The problem is, in 1952, Congress enacted a statute, Section 1401 of the immigration and naturalization code (Title 8, U.S. Code), that codifies the amendment, using that same word, “jurisdiction.” Thus, the courts of today could choose to focus more on what the word meant in 1952. And why did Congress even pass this law, given that they didn’t need to because there was already a constitutional amendment stating the same thing? McCarthy sees it as “a strong expression of Congress’ intent to exercise its constitutional authority to set the terms of citizenship.” And if Congress thought that its law was inconsistent with the practice of conferring birthright citizenship, it could have amended the law at some point, but it never has.
The President can always go ahead and interpret “jurisdiction” the way he wants and wait for the chance that Congress or the courts would say otherwise. His lawyers may have advised him as much. But McCarthy believes that “the President may not unilaterally change an understanding of the law that has been in effect for decades under a duly enacted federal law.” We’ve seen how the courts have reacted to other things Trump has tried to do. If he attempts this by executive order, we know that it will trigger an immediate injunction. McCarthy agrees that the current understanding of birthright citizenship needs changing but says that to get through the courts, it must be done legislatively, and even then he gives it “a less than 50-50 chance.”
Legal expert Jonathan Turley, in a piece for USA TODAY, notes that there are good-faith arguments on both sides of the birthright citizenship issue, and he looks forward to a clarification --- “a final and clear resolution.” Again, it comes down to the phrase “and subject to the jurisdiction thereof.” It would seem this means that the amendment applies only to citizens and legal residents who are subject fully to the legal jurisdiction of the United States.
But when the amendment was first being debated on the floor of the Senate, there was considerable talk about what “jurisdiction” meant. There are three possibilities; Turley’s article goes into detail.
Liberals are bringing up a case from 1898, The United States vs. Wong Kim Ark, in which the Supreme Court ruled 6-2 that the “14th Amendment affirms the ancient and fundamental rule of citizenship by birth within the territory...including all children here born of resident aliens.” But the parents in that case were legal residents, who clearly were “subject to the jurisdiction” of the United States. We’re talking about something else: people here illegally or “tourists” here just long enough to give birth and collect the paperwork.
Turley points out that most countries, including our European allies, do not have birthright citizenship. The most common rule is “right of blood,” not “right of the soil.”
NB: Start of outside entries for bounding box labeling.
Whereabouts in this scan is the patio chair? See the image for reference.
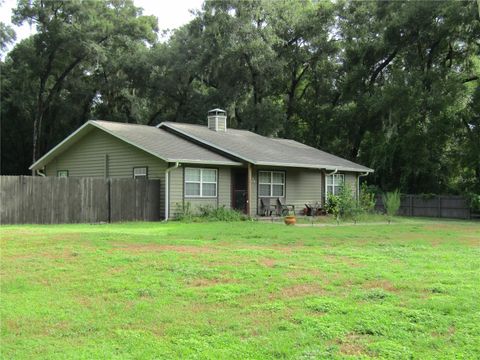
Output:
[305,204,314,216]
[260,198,274,216]
[277,198,295,216]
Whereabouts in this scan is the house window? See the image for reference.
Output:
[185,168,217,197]
[133,167,148,179]
[258,171,285,197]
[326,174,345,195]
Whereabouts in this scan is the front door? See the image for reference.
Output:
[232,169,248,214]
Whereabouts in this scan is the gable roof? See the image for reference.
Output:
[29,120,241,170]
[158,122,373,172]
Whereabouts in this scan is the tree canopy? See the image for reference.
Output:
[0,0,480,197]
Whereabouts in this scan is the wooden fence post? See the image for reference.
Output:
[107,178,112,223]
[408,195,413,216]
[437,195,442,217]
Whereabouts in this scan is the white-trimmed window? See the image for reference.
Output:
[258,171,285,197]
[133,167,148,179]
[326,174,345,195]
[185,168,217,197]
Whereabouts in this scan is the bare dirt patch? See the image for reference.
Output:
[188,278,238,287]
[323,255,362,268]
[362,280,400,292]
[280,284,325,298]
[336,334,369,356]
[284,269,322,279]
[260,258,277,267]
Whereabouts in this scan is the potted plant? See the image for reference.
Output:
[283,211,297,225]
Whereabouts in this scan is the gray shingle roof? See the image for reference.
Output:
[92,120,239,165]
[159,122,373,172]
[30,120,241,169]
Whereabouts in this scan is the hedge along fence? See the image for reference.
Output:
[0,176,161,224]
[375,195,471,219]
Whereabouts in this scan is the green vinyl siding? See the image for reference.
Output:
[285,169,324,214]
[45,129,167,214]
[251,167,357,216]
[169,164,232,218]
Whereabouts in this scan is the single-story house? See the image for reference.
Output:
[30,109,373,219]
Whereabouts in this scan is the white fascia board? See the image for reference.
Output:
[256,161,374,173]
[169,159,243,166]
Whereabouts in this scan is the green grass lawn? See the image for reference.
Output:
[0,220,480,359]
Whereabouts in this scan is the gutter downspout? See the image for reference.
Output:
[357,171,370,203]
[323,169,338,206]
[165,161,180,221]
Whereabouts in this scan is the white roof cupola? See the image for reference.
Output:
[207,109,227,131]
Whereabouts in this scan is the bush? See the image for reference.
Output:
[383,190,400,223]
[199,205,249,221]
[360,183,376,213]
[175,202,249,222]
[325,186,361,223]
[467,193,480,213]
[175,202,193,221]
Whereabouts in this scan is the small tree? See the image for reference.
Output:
[383,190,400,224]
[325,194,340,224]
[338,185,357,218]
[359,183,375,213]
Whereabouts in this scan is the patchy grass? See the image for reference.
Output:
[0,220,480,359]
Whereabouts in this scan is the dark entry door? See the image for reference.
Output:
[232,169,247,213]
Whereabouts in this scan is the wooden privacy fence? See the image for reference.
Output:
[375,195,470,219]
[0,176,161,224]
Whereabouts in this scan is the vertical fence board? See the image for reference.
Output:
[0,176,161,224]
[375,195,470,219]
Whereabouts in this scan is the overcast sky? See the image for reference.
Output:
[0,0,203,47]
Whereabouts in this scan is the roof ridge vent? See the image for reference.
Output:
[207,108,227,132]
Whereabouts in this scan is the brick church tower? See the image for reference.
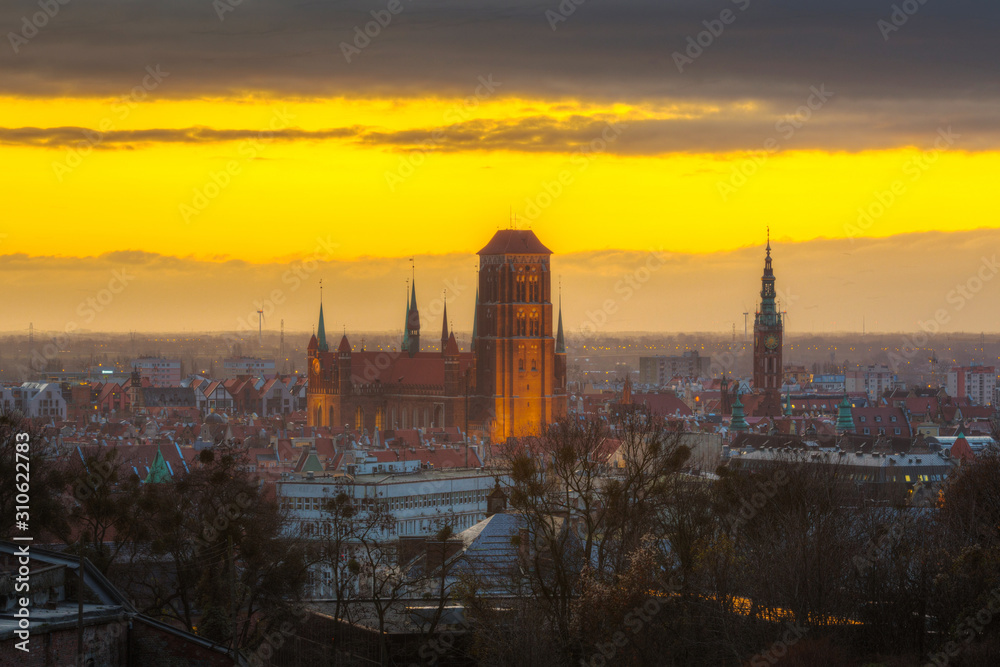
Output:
[753,231,784,417]
[473,229,566,442]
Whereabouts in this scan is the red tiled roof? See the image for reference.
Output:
[479,229,552,255]
[351,352,474,387]
[632,394,694,417]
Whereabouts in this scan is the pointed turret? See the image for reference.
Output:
[837,394,854,433]
[444,334,459,357]
[337,334,351,356]
[406,279,420,357]
[729,391,750,432]
[441,295,448,356]
[472,287,479,350]
[399,294,410,352]
[143,447,171,484]
[556,294,566,354]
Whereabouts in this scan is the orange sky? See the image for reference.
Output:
[0,0,1000,331]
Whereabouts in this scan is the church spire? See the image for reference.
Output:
[406,276,420,357]
[399,280,410,352]
[759,227,778,326]
[441,290,448,355]
[472,287,479,350]
[556,283,566,354]
[317,278,330,352]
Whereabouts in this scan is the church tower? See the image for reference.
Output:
[474,229,566,442]
[306,298,340,426]
[752,230,784,417]
[403,277,420,357]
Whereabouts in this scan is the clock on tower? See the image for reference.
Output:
[753,230,783,417]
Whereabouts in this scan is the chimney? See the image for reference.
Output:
[424,538,463,572]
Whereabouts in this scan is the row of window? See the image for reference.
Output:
[279,489,486,512]
[864,426,902,435]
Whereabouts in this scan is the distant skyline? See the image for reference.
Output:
[0,0,1000,333]
[7,230,1000,337]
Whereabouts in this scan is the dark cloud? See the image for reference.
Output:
[0,0,1000,152]
[0,100,1000,155]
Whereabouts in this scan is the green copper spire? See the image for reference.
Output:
[729,391,750,431]
[556,293,566,354]
[143,447,171,484]
[757,228,778,326]
[837,394,854,433]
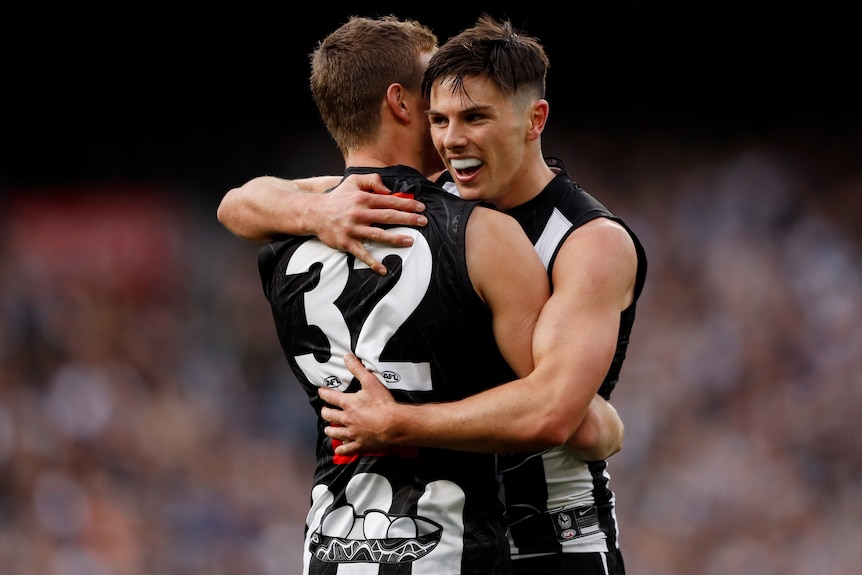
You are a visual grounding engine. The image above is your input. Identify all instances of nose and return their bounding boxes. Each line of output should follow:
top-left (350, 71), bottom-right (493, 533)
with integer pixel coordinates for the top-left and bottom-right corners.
top-left (443, 121), bottom-right (467, 150)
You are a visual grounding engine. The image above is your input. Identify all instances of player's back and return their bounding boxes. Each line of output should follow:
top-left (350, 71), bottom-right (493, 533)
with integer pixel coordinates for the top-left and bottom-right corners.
top-left (259, 166), bottom-right (515, 574)
top-left (500, 159), bottom-right (647, 556)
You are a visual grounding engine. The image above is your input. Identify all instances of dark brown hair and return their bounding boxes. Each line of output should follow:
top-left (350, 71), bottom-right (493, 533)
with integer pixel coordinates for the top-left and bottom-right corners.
top-left (422, 14), bottom-right (550, 104)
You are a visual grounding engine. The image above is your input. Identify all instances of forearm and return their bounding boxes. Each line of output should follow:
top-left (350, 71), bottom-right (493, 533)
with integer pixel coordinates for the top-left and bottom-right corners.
top-left (217, 176), bottom-right (336, 242)
top-left (382, 379), bottom-right (574, 453)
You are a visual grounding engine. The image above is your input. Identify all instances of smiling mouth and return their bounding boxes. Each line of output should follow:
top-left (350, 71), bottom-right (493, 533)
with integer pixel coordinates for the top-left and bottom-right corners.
top-left (449, 158), bottom-right (483, 177)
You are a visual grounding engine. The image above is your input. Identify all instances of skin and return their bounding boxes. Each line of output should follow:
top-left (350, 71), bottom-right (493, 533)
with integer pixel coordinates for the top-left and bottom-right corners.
top-left (321, 77), bottom-right (637, 459)
top-left (218, 72), bottom-right (634, 460)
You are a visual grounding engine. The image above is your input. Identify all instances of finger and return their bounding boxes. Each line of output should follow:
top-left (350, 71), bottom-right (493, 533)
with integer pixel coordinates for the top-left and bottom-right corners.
top-left (344, 353), bottom-right (365, 377)
top-left (365, 194), bottom-right (425, 214)
top-left (320, 406), bottom-right (344, 427)
top-left (323, 425), bottom-right (350, 443)
top-left (317, 387), bottom-right (345, 411)
top-left (347, 243), bottom-right (388, 276)
top-left (333, 441), bottom-right (362, 455)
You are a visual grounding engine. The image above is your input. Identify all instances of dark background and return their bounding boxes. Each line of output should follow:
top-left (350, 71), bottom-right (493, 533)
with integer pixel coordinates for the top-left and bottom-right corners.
top-left (5, 1), bottom-right (859, 196)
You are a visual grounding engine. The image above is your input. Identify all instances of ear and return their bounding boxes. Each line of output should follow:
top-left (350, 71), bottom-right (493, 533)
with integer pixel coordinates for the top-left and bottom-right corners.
top-left (527, 98), bottom-right (550, 140)
top-left (386, 83), bottom-right (410, 122)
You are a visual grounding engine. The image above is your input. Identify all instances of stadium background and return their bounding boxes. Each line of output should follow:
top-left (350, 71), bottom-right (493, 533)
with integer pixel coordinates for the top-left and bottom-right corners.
top-left (0, 2), bottom-right (862, 575)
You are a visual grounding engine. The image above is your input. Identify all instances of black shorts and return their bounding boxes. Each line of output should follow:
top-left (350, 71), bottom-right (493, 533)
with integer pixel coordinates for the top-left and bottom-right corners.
top-left (512, 549), bottom-right (626, 575)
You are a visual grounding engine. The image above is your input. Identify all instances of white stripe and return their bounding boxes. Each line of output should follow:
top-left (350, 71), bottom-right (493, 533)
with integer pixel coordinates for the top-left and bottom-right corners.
top-left (534, 208), bottom-right (572, 269)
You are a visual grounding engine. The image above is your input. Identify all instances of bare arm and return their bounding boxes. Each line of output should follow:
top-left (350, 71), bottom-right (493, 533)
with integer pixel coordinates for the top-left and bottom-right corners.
top-left (321, 219), bottom-right (637, 459)
top-left (216, 174), bottom-right (426, 274)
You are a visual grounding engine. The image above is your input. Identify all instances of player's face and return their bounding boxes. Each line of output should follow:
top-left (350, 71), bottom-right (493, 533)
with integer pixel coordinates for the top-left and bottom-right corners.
top-left (416, 52), bottom-right (444, 175)
top-left (428, 76), bottom-right (531, 209)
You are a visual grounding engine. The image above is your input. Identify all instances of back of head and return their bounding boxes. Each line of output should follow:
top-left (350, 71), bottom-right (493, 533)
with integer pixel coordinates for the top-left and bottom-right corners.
top-left (422, 14), bottom-right (549, 104)
top-left (310, 16), bottom-right (437, 154)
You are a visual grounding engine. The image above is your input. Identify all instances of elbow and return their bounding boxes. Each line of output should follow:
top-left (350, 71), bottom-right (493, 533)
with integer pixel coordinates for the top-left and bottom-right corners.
top-left (530, 413), bottom-right (575, 449)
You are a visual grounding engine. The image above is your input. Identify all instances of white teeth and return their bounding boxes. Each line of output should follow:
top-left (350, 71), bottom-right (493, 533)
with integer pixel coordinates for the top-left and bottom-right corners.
top-left (451, 158), bottom-right (482, 170)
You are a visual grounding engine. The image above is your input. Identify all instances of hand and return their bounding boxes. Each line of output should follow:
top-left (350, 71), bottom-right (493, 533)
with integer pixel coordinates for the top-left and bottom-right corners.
top-left (316, 174), bottom-right (428, 275)
top-left (318, 354), bottom-right (398, 455)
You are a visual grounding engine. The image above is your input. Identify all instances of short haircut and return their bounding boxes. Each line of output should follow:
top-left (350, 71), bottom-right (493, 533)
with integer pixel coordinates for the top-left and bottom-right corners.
top-left (422, 14), bottom-right (550, 106)
top-left (310, 16), bottom-right (437, 154)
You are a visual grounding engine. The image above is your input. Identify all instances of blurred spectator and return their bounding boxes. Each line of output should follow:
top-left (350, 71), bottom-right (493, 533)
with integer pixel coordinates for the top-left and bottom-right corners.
top-left (0, 127), bottom-right (862, 575)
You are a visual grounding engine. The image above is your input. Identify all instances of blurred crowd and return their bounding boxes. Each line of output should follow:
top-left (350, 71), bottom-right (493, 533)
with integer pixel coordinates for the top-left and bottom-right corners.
top-left (0, 127), bottom-right (862, 575)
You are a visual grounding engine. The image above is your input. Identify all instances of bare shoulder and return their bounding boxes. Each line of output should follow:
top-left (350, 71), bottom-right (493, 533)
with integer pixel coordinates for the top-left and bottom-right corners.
top-left (552, 218), bottom-right (638, 308)
top-left (563, 218), bottom-right (637, 264)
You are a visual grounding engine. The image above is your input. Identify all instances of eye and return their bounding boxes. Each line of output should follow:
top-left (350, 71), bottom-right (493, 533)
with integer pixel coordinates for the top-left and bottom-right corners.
top-left (428, 115), bottom-right (446, 126)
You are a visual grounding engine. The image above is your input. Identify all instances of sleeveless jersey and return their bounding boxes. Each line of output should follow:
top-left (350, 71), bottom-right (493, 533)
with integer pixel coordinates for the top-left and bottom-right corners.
top-left (258, 166), bottom-right (515, 575)
top-left (440, 158), bottom-right (647, 559)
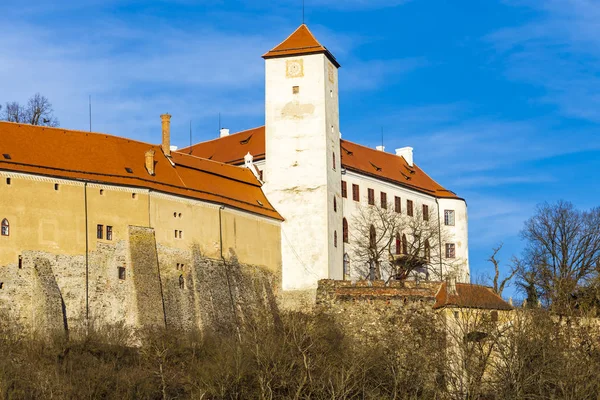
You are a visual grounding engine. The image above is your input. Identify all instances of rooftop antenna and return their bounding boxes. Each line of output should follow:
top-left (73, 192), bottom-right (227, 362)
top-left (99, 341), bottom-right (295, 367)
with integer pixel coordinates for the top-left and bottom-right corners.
top-left (89, 94), bottom-right (92, 132)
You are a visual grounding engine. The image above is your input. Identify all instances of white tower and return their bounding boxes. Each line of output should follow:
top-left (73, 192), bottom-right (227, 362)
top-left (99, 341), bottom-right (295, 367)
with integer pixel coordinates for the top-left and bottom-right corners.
top-left (263, 24), bottom-right (343, 290)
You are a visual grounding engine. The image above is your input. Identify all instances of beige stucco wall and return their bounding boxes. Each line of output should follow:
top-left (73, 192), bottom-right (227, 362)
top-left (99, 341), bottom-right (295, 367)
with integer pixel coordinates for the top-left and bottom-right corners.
top-left (0, 171), bottom-right (281, 272)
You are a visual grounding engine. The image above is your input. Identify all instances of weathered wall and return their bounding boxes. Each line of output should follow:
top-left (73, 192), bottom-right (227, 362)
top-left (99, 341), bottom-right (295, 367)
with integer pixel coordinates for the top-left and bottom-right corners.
top-left (0, 171), bottom-right (281, 329)
top-left (341, 170), bottom-right (471, 283)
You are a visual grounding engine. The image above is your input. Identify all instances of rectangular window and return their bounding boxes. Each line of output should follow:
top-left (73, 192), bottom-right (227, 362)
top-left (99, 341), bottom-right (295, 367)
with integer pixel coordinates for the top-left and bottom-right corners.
top-left (367, 189), bottom-right (375, 206)
top-left (444, 210), bottom-right (454, 226)
top-left (446, 243), bottom-right (456, 258)
top-left (352, 183), bottom-right (360, 201)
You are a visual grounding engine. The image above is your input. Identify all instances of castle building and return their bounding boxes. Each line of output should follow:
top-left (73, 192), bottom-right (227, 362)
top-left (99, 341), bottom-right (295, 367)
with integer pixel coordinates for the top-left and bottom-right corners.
top-left (183, 24), bottom-right (470, 290)
top-left (0, 25), bottom-right (469, 329)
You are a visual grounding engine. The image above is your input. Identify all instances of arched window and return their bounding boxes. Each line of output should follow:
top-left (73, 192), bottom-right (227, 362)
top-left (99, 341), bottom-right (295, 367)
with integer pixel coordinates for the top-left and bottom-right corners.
top-left (2, 218), bottom-right (10, 236)
top-left (344, 253), bottom-right (350, 280)
top-left (369, 225), bottom-right (377, 249)
top-left (342, 218), bottom-right (348, 243)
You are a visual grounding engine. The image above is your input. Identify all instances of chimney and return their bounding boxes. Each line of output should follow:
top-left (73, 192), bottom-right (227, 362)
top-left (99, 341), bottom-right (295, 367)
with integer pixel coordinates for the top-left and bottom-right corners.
top-left (446, 276), bottom-right (457, 295)
top-left (160, 113), bottom-right (171, 157)
top-left (146, 150), bottom-right (154, 175)
top-left (396, 147), bottom-right (413, 167)
top-left (244, 152), bottom-right (254, 168)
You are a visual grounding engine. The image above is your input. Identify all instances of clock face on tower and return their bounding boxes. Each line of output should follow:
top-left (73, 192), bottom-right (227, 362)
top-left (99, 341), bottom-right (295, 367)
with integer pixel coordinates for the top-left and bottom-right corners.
top-left (285, 60), bottom-right (304, 78)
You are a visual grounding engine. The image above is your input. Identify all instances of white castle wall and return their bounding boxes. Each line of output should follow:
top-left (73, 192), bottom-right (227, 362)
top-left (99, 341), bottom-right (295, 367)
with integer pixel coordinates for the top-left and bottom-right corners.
top-left (342, 167), bottom-right (470, 282)
top-left (263, 54), bottom-right (342, 290)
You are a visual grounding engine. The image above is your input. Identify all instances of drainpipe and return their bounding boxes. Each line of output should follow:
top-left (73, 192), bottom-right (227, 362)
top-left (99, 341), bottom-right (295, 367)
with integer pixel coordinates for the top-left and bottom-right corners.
top-left (435, 197), bottom-right (444, 280)
top-left (219, 206), bottom-right (242, 342)
top-left (83, 182), bottom-right (90, 333)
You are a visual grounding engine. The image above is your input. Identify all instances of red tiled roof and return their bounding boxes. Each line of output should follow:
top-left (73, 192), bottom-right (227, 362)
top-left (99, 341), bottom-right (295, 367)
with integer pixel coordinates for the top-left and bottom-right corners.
top-left (263, 24), bottom-right (340, 68)
top-left (433, 282), bottom-right (513, 310)
top-left (180, 126), bottom-right (459, 199)
top-left (183, 126), bottom-right (265, 164)
top-left (0, 122), bottom-right (283, 220)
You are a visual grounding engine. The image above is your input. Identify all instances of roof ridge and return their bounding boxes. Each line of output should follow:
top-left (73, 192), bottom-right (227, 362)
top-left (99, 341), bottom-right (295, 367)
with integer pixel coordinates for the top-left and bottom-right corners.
top-left (176, 125), bottom-right (265, 152)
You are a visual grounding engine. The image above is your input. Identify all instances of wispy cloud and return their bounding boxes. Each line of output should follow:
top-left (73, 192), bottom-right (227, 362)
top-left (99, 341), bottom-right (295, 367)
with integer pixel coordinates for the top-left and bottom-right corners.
top-left (487, 0), bottom-right (600, 122)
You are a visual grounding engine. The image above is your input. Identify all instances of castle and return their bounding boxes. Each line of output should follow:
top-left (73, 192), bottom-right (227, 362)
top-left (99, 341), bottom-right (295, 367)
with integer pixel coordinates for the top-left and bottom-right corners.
top-left (0, 25), bottom-right (469, 329)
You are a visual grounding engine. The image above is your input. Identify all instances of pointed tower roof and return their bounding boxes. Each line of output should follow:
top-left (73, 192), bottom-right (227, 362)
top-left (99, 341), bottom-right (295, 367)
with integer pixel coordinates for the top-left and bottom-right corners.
top-left (263, 24), bottom-right (340, 68)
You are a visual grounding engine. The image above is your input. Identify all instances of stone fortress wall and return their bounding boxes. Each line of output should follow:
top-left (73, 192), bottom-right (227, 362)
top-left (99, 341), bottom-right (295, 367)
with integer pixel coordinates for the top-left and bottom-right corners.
top-left (0, 172), bottom-right (281, 331)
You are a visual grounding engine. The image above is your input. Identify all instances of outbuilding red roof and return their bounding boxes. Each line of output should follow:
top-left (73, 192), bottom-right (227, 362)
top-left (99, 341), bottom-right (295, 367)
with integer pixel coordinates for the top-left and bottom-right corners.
top-left (180, 126), bottom-right (459, 199)
top-left (263, 24), bottom-right (340, 68)
top-left (433, 282), bottom-right (513, 310)
top-left (0, 122), bottom-right (283, 220)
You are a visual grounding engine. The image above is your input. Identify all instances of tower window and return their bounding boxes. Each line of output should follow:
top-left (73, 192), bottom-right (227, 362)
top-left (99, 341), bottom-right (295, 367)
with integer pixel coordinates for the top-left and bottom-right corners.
top-left (367, 189), bottom-right (375, 206)
top-left (446, 243), bottom-right (456, 258)
top-left (2, 218), bottom-right (10, 236)
top-left (342, 218), bottom-right (348, 243)
top-left (444, 210), bottom-right (454, 226)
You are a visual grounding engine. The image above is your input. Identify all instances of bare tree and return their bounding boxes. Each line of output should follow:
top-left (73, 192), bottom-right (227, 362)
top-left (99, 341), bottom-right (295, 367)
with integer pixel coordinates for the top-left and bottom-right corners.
top-left (1, 93), bottom-right (58, 126)
top-left (350, 205), bottom-right (460, 280)
top-left (488, 243), bottom-right (518, 296)
top-left (519, 201), bottom-right (600, 311)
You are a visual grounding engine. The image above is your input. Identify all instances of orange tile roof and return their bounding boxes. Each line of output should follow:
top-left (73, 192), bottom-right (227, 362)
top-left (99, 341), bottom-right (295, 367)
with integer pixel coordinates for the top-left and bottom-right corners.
top-left (180, 126), bottom-right (459, 199)
top-left (0, 122), bottom-right (283, 220)
top-left (263, 24), bottom-right (340, 68)
top-left (433, 282), bottom-right (513, 310)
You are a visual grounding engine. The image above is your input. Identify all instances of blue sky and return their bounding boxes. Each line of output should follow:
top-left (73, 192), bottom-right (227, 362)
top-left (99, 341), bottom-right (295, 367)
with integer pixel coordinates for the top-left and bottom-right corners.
top-left (0, 0), bottom-right (600, 294)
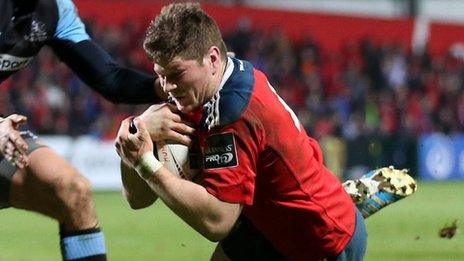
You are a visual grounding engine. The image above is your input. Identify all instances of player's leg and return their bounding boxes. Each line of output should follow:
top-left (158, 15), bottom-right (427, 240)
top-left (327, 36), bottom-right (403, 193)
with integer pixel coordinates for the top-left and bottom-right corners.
top-left (343, 166), bottom-right (417, 218)
top-left (0, 135), bottom-right (106, 260)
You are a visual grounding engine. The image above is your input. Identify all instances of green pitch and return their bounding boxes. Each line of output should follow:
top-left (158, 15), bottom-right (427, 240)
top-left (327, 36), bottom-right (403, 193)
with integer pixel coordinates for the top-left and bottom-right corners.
top-left (0, 182), bottom-right (464, 261)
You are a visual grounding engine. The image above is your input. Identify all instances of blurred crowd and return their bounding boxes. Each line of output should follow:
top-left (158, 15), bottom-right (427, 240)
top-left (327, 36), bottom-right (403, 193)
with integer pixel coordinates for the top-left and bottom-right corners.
top-left (0, 17), bottom-right (464, 143)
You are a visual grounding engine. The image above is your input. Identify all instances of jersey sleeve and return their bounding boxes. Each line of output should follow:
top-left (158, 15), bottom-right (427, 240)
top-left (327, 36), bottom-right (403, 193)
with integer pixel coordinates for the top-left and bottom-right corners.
top-left (54, 0), bottom-right (90, 43)
top-left (202, 115), bottom-right (263, 205)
As to whether or not an executive order from Trump is the best way to ignite some change, Turley agrees with McCarthy that with something this important, it would be better for Congress to do it. “The use of an executive order rather than legislation or a constitutional amendment adds another controversial element to the combustive mix,” he says. On the other hand, it would finally force the courts to clarify what it means to be a citizen of our country –- something of tremendous importance.